Enigmático es no pensar en nada
ENIGMÁTICO ES NO TENER NADA EN QUÉ PENSAR
Se alinearon los cometas sobre las cabezas de los necios,
y los cielos, impasibles, se mantienen en esa distancia irreconciliable
entre dioses y hombres.
Hay un orden oculto en el silencio de las aguas,
pero desde tan lejos no se oye el grito del infinito.
Las hormigas, sombras de una voluntad ajena,
siguen sus rutas secretas,
disolviéndose en la geometría invisible que las une.

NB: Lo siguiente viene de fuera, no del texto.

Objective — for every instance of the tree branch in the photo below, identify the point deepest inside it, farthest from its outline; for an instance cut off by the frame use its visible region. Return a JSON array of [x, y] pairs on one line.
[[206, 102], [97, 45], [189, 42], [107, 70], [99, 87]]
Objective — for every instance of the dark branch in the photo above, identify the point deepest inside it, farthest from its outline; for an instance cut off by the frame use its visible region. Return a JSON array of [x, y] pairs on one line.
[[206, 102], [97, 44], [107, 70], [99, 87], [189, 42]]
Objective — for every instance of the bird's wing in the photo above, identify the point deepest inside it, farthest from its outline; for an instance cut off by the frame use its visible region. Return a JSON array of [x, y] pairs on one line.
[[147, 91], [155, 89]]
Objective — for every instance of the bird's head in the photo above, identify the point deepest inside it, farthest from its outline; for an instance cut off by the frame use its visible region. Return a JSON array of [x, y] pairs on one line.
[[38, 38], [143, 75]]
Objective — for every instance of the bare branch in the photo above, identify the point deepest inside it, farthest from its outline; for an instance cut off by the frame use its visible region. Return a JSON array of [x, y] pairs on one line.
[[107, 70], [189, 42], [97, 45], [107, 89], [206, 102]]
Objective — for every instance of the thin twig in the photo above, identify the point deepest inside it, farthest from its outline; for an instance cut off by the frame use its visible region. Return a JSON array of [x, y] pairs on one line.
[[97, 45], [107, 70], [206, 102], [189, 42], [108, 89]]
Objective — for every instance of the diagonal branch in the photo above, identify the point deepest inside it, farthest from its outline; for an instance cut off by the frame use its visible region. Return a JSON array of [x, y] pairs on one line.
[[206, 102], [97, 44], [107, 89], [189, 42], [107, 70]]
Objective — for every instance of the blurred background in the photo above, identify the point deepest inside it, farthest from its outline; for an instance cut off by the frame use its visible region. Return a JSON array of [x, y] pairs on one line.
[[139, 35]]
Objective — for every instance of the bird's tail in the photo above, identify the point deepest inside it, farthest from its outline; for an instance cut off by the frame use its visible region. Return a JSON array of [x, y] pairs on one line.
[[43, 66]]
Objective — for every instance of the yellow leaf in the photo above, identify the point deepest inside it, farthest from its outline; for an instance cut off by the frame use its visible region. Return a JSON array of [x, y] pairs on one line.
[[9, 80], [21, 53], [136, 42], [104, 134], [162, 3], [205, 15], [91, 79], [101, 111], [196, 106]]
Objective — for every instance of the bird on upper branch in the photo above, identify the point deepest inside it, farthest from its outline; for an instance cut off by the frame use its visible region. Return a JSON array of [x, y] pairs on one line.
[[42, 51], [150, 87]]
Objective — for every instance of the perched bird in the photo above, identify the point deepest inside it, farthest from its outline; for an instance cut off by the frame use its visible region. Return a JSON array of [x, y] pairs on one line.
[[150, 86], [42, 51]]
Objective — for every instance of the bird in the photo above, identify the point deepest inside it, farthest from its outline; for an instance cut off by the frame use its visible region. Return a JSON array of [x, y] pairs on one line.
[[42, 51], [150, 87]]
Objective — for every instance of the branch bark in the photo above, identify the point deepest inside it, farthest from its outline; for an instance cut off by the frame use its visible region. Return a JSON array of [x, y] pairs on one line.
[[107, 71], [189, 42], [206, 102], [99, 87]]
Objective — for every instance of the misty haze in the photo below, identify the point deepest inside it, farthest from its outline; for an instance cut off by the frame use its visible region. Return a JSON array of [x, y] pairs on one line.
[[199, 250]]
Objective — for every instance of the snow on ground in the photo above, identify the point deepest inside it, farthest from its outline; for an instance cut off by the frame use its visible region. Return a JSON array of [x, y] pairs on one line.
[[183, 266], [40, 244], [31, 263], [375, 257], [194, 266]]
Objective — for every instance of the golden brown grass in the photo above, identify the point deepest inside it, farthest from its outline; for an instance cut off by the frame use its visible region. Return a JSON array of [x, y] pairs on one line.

No escucho el sonido que escapa de tu boca,
pero siento el pensamiento antes del verbo.
Sé lo que provocas,
sé lo que no puedo dar —
porque dar es perder,
y todo lo que una vez estuvo cerca de mí
ahora me exige distancia.
Olvidarme será perderme,
y en la pérdida, quizás,
encuentre lo que siempre busqué.
Los años pasan como quien nunca llegó.
El tiempo es solo un murmullo que se extingue,
y la memoria, al fin, falla sin herir.
¿Qué importancia tiene el olvido,
cuando los lazos se desenredan solos
y la sed permanece mayor que el agua misma?
En la sombra de los días nublados,
todos somos un enigma con respuesta,
un eco susurrado a las estrellas,
como rayos que dejan marcas en el cielo
y desaparecen sin rastro
en el lecho de la noche que precede al alba.